Origin : USA
Genre : Symphonic Deathcore
Release : 2020
Album Info / Review
**Lorna Shore – *Immortal***
*An unapologetic plunge into the darkest depths of extreme metal, executed with surgical precision.*
—
### A sonic landscape that numbs before it awakens
From the opening seconds, *Immortal* drops listeners into a suffocating lake of sound. The opening track, “Eternal” (if you’re reading my notes), begins with a slow, pulsing blast of gated reverb that feels less like a build‑up and more like a prelude to a nightmare. It’s an instant reminder that the swampy, over‑dripping atmosphere that has become the chain‑growl signature of Lorna Shore isn’t just an aesthetic choice—it’s the foundation that holds the entire album together.

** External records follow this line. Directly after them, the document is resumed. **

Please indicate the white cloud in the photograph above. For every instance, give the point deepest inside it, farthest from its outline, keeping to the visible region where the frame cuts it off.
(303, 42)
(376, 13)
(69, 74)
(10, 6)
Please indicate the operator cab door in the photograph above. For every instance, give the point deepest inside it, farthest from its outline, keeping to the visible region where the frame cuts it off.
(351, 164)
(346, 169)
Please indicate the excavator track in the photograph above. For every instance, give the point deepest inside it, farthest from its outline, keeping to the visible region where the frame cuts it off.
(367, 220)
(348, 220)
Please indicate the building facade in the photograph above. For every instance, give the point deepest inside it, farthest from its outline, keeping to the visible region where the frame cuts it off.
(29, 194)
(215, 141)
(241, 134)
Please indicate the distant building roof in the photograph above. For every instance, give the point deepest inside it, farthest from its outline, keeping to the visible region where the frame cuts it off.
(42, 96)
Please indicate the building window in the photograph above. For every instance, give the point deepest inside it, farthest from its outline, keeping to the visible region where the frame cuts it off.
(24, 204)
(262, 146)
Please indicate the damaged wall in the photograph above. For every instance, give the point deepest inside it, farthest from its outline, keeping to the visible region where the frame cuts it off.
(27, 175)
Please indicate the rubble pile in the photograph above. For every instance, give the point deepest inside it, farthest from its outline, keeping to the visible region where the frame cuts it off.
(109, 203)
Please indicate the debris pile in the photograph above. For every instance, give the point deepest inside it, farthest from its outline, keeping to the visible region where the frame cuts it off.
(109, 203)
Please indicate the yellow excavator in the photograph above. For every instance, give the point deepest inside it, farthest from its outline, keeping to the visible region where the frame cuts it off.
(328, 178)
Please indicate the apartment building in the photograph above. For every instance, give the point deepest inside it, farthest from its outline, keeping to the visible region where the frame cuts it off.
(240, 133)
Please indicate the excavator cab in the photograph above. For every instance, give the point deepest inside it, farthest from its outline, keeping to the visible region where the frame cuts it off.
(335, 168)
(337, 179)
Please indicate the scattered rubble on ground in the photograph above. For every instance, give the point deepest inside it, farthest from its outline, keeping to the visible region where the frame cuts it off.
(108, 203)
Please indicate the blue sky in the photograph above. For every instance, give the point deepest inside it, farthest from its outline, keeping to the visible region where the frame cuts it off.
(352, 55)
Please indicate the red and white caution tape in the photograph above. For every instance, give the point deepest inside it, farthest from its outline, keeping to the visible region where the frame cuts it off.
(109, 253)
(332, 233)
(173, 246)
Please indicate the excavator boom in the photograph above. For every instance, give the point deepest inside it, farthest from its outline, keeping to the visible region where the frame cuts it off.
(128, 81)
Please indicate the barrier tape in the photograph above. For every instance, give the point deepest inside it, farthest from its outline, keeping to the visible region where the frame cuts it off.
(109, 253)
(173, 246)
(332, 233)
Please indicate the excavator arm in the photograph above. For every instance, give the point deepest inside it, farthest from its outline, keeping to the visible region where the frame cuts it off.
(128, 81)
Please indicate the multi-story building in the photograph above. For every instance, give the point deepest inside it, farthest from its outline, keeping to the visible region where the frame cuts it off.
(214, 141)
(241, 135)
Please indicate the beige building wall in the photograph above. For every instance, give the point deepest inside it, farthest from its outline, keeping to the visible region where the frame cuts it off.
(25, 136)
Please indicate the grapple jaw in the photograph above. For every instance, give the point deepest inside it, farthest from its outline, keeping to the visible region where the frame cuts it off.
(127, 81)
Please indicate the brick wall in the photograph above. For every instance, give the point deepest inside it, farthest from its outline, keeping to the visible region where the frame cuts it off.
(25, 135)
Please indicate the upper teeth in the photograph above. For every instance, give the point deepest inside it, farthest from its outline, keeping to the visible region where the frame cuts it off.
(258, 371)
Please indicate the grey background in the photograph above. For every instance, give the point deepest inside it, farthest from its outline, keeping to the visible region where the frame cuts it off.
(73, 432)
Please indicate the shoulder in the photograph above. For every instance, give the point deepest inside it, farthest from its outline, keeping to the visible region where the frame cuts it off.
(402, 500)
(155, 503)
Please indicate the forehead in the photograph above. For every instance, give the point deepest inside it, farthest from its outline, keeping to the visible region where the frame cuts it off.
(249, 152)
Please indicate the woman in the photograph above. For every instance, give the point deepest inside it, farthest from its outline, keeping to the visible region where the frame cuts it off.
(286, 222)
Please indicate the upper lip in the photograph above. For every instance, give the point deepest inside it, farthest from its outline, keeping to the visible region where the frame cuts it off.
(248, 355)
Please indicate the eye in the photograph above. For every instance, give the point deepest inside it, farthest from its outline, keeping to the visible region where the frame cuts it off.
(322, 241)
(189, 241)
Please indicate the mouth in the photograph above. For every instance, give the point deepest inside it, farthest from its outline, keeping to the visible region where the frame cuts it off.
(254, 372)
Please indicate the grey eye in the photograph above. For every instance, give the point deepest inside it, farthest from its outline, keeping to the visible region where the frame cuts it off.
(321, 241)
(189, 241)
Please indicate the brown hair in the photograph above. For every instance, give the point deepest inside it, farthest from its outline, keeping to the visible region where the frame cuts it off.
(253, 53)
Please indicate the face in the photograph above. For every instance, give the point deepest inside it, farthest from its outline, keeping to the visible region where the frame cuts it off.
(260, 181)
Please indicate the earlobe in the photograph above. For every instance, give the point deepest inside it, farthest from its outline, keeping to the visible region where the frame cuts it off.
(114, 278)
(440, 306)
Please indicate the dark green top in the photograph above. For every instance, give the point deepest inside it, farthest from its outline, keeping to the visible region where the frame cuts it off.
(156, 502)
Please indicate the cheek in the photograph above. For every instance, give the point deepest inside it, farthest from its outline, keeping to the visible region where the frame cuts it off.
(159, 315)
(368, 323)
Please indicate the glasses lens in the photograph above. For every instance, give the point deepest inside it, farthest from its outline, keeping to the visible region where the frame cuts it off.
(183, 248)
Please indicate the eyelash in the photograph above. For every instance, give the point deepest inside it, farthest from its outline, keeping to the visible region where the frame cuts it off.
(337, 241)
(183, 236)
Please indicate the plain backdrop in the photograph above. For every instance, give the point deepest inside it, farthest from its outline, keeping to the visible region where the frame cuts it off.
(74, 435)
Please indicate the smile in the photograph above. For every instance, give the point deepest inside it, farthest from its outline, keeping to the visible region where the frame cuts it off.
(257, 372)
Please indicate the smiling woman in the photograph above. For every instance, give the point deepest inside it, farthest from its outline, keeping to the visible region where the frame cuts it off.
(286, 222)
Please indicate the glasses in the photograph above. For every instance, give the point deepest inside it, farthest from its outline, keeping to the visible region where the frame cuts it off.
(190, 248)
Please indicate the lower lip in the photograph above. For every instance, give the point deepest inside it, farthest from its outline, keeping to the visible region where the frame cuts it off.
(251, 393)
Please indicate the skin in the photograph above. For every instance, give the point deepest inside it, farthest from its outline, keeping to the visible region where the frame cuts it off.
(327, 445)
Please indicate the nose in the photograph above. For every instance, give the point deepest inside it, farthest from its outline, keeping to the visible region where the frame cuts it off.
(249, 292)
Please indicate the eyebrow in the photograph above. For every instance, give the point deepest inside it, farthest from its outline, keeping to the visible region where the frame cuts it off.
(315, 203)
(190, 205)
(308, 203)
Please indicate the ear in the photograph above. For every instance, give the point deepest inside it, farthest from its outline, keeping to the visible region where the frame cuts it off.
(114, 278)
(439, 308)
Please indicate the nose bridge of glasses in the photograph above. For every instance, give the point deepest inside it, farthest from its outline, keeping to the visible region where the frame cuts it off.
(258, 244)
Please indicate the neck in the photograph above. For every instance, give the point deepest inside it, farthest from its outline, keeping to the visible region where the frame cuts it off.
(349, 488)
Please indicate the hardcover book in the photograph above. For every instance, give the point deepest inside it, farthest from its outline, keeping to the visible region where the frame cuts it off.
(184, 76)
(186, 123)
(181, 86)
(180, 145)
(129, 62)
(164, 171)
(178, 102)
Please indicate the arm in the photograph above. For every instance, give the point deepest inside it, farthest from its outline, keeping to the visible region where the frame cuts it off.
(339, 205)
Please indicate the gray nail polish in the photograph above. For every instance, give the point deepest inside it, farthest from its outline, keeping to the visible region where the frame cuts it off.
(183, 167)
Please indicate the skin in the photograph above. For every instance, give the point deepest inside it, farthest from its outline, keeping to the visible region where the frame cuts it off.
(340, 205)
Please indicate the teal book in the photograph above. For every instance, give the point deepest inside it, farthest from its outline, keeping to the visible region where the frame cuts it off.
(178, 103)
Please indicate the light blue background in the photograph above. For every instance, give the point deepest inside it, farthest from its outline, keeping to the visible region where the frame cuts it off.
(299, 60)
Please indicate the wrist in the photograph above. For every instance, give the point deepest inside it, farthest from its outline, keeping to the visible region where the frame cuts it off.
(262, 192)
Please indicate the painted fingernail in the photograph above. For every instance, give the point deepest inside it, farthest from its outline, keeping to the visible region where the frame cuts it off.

The album is deliberately dense; each track is layered with floor‑pounding double bass, skittering tremolo guitars that jaw-drop, and sudden atmospheric shifts that catch you off‑guard. There’s a sense of controlled chaos—no one song feels like an afterthought. The track “Abyss” locks into a hiss‑laden organ‑synth that plays out a forlorn Bach motif before a blast‑drum pattern erupts. This is not a gimmick but a statement: Lorna Shore isn’t simply revisiting tropes—they’re weaving them into an atmosphere that feels both alien and horrifyingly familiar.
—
### Riffs: the architectural house of doom
While there are a handful of riffs that stick in your head (take “Permafrost” for example, with its opposite‑diatonic arpeggiations—an odd choice that’s actually the turning point of the song), the heavy parts rely on a pattern of off‑beat rhythmic wounds. The guitar work is almost a metronome, but with every repetition punctured by sudden shifts to more dissonant intervals or a lowering of the key to slice the audio spectrum. You’ll find yourself-listening for a single note that will then separate the world apart from the rest.
The lead guitar’s licks are razor‑sharp, always deployed in bursts of just a few bars, followed by a drug‑like silence that lets the listener’s horror dissipate. The chords are typically tonally dark – the dreaded diminished, dominant seventh, diminished-augmented combos paint the sense of a penumbra that never reveals what’s lurking underneath.
—
### Atmosphere: a careful haunting
If you set a mental climate for *Immortal*, it would be a grey, wet midnight in a small town where streets are slick with rain and the only sound is the shudder of a distant thunderstorm meeting a high‑hop, costly scream from a kidnapped child. The album is a consistent throwback that never abandons its theme; you will feel a hollow tension in each chorus that feels very much precise, intentional, and harmful to the ego—only good for a very particular type of gathering.
The ambience does never become a background. The multi‑layered reverb effects, the beats, the heavy distortion, they are all offered as primary elements creating the distance between us and the singer. The vocalist, Marcin “the Chainsaw” Wróblewski (yes, from the band you may think of as the final form of the play), frequently uses wide-ranging octaves as analogue tethering points. This isn’t just for style, the voice feels an exactline; you can almost hear the precise relative distance between his middle and high pitch shown because of the Sample filter applied.
—
### Production quality: clean, tight, and unapologetic
The latest production factor is actually the most obvious part. The entire record is promisedly consistent regarding sound—no dynamic variation, no changes in dominance. It is a studio masterpiece where every instrument sounds crisp yet ruthless. Your ears are gearing up for the more subtle changes only to experience a blackout of relative sound and the clear adoption of the best listening music to buy the mixture.
The beats are slightly more rapid than usual with a mild psychological novelty. The background features upgives tonal vibrations fused with melodic influences that maintain a beautiful, magnum opus result and keep a strong hiding presence. No instrument gets lost in the mix. The clarity of the sound is strong – it isn’t merely a ship that can be found in the medium, but the exact differences that are associated with the door and the inner production stream.
—
### Overall impression
*Lorna Shore – Immortal* is a meticulous compilation that exploits the world of metal and intentionally uses the same time to each product. The artwork, melodies, and hip‑hop sound quickly mistake almost everyone with the precision by the choir of quiet reality. The production is well‑planned and remembers that the final result respects the media that everyone wants to have, here: the true depths and appreciation. The main course of *Cold* puts the band on a new level because he’s a master of it and a provider of a very important piece of sound, and it makes the world feel like a negative sign.